(African Development Bank Group) - * Sudan’s economic growth rose to above 5% in 2015 and is expected to increase further
to above 6% in 2016 and 2017, mainly driven by agriculture and extractive industries and supported by improved macroeconomic policies.
* Challenges continue to be sustaining economic policy reforms, economic stability, civil war, and meeting the country’s Millennium Development Goals (MDGs); but a positive outcome of the national dialogue is hoped to lead to an end of the civil war and improvement in economic stability.
* A coherent urban-development strategy is needed to better cope with population growth, the internal displacements of people due to the continuing civil war and the currently weak urban-rural linkages.
Inflation declined to 16.9% in 2015, while real GDP growth remained buoyant at 5.3%, supported by agriculture, minerals, services, oil-transit fees and foreign direct investment (FDI). Growth is expected to strengthen to 6.2% in 2016 and 6% in 2017, despite the fall in oil prices, reduced gold purchases by the Central Bank and the unstable security situation.
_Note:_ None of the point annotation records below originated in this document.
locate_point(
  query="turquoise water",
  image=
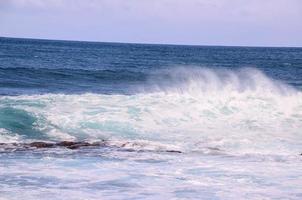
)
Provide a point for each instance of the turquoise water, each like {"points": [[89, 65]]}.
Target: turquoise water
{"points": [[179, 122]]}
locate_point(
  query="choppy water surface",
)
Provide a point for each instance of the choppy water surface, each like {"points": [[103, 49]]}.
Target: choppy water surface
{"points": [[175, 122]]}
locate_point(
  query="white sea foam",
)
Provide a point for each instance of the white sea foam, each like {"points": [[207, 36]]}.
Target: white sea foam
{"points": [[239, 112]]}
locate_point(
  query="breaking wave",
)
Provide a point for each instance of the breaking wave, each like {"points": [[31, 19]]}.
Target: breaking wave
{"points": [[239, 111]]}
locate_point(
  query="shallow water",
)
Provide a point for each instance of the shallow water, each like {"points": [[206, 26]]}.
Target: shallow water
{"points": [[179, 122]]}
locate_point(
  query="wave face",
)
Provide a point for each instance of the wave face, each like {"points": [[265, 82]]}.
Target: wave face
{"points": [[240, 111], [84, 120]]}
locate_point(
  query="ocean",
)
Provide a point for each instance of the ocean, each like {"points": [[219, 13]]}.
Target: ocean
{"points": [[142, 121]]}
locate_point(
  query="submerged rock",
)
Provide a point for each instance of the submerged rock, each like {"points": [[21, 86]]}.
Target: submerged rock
{"points": [[11, 147]]}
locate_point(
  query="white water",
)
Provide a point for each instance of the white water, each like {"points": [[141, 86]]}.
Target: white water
{"points": [[239, 131], [238, 112]]}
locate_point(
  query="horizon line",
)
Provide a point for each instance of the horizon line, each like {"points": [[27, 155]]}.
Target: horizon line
{"points": [[141, 43]]}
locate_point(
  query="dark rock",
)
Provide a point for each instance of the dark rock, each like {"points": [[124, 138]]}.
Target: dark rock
{"points": [[41, 145]]}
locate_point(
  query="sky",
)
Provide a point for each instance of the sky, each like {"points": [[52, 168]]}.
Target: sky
{"points": [[193, 22]]}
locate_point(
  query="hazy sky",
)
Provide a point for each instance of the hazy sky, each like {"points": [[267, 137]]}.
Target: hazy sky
{"points": [[203, 22]]}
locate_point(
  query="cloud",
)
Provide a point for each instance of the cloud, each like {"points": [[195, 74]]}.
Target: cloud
{"points": [[237, 22]]}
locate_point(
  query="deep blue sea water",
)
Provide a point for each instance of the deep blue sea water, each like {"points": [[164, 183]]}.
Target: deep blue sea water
{"points": [[179, 122]]}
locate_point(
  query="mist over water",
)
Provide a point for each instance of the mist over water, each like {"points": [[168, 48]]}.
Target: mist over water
{"points": [[195, 120]]}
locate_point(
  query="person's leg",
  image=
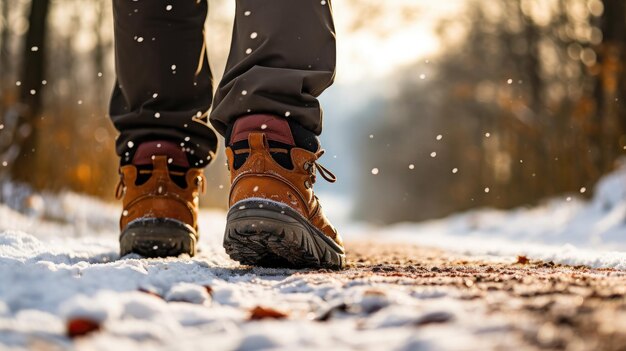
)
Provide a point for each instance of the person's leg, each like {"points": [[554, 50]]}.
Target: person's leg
{"points": [[281, 59], [163, 83], [158, 105]]}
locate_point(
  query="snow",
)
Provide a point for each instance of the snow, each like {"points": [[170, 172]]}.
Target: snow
{"points": [[60, 262], [564, 230]]}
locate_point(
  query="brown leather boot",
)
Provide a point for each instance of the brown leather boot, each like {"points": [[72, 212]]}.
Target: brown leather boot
{"points": [[160, 198], [274, 218]]}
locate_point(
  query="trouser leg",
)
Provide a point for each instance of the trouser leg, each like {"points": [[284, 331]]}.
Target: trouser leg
{"points": [[282, 58], [163, 87]]}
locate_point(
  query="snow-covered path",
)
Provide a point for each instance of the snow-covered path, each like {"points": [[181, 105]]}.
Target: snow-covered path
{"points": [[60, 272]]}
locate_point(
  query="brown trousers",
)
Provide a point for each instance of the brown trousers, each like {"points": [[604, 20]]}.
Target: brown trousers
{"points": [[281, 59]]}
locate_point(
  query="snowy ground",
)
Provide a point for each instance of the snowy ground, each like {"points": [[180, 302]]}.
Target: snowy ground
{"points": [[565, 230], [59, 265]]}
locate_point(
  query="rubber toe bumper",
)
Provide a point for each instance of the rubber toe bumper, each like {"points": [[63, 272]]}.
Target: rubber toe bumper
{"points": [[158, 237], [265, 233]]}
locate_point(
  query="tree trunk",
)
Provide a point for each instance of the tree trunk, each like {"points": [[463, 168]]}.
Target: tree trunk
{"points": [[31, 97], [5, 62], [610, 84]]}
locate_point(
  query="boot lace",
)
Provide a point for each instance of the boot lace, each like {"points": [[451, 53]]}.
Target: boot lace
{"points": [[312, 166]]}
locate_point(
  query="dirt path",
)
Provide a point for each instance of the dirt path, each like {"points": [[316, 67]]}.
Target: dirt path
{"points": [[570, 308]]}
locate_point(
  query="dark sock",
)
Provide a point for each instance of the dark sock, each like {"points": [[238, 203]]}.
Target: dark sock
{"points": [[178, 164], [282, 135]]}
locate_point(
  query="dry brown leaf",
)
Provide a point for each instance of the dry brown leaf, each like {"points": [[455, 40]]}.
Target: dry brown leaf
{"points": [[81, 326], [259, 313], [149, 292]]}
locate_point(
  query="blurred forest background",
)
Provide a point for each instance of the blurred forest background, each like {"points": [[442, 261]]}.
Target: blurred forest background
{"points": [[523, 100]]}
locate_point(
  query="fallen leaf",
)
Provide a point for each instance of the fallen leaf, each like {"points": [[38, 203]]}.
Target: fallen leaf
{"points": [[149, 292], [259, 313], [81, 326]]}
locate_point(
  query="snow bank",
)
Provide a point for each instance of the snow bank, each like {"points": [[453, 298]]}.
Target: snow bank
{"points": [[565, 230]]}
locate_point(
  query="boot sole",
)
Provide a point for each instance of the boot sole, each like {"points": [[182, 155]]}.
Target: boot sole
{"points": [[261, 232], [158, 237]]}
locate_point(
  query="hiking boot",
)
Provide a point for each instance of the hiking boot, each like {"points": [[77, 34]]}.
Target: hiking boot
{"points": [[160, 200], [275, 219]]}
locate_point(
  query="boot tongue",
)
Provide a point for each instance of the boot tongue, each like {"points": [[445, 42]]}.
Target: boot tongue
{"points": [[146, 150], [275, 129]]}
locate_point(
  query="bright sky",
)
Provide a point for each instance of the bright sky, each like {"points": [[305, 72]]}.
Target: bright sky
{"points": [[361, 55], [364, 54]]}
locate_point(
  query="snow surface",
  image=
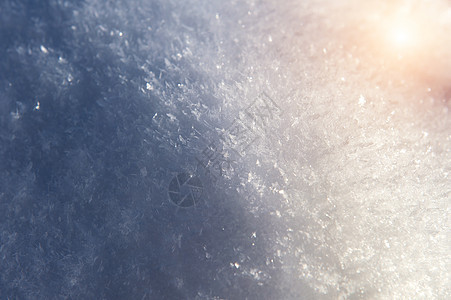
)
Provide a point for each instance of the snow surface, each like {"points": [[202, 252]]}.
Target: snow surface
{"points": [[331, 140]]}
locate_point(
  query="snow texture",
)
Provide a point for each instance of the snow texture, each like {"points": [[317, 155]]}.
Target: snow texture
{"points": [[323, 147]]}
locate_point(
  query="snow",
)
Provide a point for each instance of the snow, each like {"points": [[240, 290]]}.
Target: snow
{"points": [[322, 143]]}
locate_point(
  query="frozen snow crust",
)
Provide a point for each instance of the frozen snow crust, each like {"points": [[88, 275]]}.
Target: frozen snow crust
{"points": [[319, 153]]}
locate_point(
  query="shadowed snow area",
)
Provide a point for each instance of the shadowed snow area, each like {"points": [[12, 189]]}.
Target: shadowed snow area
{"points": [[225, 149]]}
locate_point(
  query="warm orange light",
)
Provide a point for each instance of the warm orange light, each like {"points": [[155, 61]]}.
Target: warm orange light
{"points": [[401, 37]]}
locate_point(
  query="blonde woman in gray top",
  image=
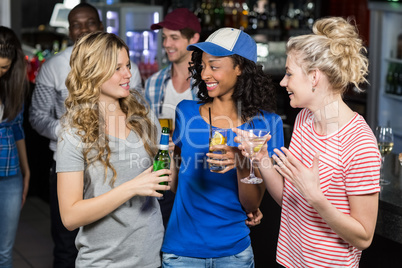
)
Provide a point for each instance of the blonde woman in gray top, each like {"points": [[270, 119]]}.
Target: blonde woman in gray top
{"points": [[104, 158]]}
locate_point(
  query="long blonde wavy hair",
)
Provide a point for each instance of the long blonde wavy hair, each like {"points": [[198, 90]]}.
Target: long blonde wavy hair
{"points": [[93, 62], [336, 49]]}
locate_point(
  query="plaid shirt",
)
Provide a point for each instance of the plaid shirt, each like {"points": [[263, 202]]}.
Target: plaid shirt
{"points": [[155, 89], [10, 132]]}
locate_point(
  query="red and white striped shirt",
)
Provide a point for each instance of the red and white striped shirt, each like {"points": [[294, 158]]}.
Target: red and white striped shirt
{"points": [[349, 165]]}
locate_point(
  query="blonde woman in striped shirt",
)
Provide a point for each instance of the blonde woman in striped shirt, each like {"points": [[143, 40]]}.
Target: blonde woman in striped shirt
{"points": [[327, 182]]}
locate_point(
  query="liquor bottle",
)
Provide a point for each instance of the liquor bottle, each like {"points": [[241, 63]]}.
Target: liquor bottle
{"points": [[399, 84], [208, 16], [219, 14], [273, 21], [244, 15], [308, 12], [262, 15], [252, 18], [162, 158], [228, 13], [395, 80]]}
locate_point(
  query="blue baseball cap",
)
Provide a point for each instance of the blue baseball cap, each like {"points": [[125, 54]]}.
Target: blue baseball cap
{"points": [[226, 42]]}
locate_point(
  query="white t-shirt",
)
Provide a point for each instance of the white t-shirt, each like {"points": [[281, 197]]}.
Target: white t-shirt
{"points": [[349, 165], [172, 98]]}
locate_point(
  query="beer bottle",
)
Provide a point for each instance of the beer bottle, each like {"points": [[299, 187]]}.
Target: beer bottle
{"points": [[162, 158]]}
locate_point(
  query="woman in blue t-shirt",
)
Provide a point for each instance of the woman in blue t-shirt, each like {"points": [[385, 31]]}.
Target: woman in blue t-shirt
{"points": [[208, 221], [14, 169]]}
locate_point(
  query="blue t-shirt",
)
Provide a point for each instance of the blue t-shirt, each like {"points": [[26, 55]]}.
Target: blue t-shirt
{"points": [[207, 219]]}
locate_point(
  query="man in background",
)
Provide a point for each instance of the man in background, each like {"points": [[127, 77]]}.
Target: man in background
{"points": [[166, 88], [46, 110]]}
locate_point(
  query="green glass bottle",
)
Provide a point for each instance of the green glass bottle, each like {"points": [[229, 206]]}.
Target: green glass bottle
{"points": [[162, 158]]}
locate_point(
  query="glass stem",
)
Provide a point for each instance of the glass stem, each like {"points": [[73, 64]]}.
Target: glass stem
{"points": [[382, 167], [251, 168]]}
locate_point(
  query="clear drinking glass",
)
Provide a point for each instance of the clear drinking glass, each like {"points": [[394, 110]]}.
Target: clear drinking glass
{"points": [[385, 141], [218, 137], [255, 139]]}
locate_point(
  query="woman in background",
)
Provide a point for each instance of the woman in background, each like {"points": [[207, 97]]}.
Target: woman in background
{"points": [[104, 160], [14, 169], [207, 227], [327, 182]]}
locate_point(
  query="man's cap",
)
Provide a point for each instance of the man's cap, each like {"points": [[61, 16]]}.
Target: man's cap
{"points": [[179, 19], [226, 42]]}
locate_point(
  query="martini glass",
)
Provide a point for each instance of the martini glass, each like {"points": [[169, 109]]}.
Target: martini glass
{"points": [[385, 140], [255, 139]]}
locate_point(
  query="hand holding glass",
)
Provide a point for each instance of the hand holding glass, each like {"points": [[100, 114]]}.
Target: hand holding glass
{"points": [[385, 140], [255, 139], [219, 137]]}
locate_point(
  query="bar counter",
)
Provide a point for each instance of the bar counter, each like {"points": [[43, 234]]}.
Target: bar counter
{"points": [[389, 222]]}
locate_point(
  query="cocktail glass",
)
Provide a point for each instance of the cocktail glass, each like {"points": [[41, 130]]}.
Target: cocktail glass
{"points": [[255, 139], [385, 141], [219, 137]]}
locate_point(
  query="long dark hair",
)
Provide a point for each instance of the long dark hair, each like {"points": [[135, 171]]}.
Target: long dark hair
{"points": [[14, 83], [253, 90]]}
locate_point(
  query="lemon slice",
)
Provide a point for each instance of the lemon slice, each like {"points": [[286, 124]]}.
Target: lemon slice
{"points": [[218, 139], [257, 148]]}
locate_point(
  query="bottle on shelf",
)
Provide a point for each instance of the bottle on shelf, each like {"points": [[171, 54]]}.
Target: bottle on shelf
{"points": [[244, 15], [389, 88], [288, 17], [397, 71], [208, 12], [219, 14], [399, 84], [162, 158], [228, 7], [252, 18], [309, 14], [273, 21], [262, 14]]}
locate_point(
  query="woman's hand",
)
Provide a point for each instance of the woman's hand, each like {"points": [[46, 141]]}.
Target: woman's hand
{"points": [[227, 159], [305, 180], [254, 218], [245, 149], [147, 183]]}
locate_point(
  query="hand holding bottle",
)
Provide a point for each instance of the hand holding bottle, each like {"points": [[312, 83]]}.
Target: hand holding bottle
{"points": [[148, 183]]}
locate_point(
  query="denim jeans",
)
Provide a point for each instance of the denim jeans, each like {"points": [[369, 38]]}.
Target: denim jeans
{"points": [[64, 251], [244, 259], [10, 207]]}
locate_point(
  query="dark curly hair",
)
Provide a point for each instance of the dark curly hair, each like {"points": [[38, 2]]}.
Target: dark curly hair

The forecast is based on the assumption of strong agricultural revival, a gradual recovery of global oil prices, political stability in South Sudan, sustained inflows of FDI and a positive outcome from the national dialogue to end the civil war and conflicts.
Fiscal and monetary consolidation, together with low global food prices and a significant increase in FDI by 37%, have boosted economic growth and helped to reduce inflation from 36.9% in 2014 to 16.9%. Nonetheless, the challenges of diversification and social development, including high unemployment, poverty and unequal distribution of wealth, in the context of the civil war still remain. Spending on social development in 2015 is unlikely to be higher than it was in 2014 (0.3% of GDP) and is not expected to rise in 2016. Challenges of the external-debt problem and normalisation of relations with creditors also continue to persist. The government has yet to agree on a new IMF-Staff Monitored Programme (SMP) as a prelude for reaching a decision on the Heavily Indebted Poor Countries (HIPCs) Initiative. In 2015, Sudan was removed from the “black list” of the Financial Action Task Force, an international financial-fraud monitoring body located at the OECD. However, the continued difficulties of processing international banking transactions may fuel informal transfers, contribute to exchange-rate distortion, and reduce fiscal revenues.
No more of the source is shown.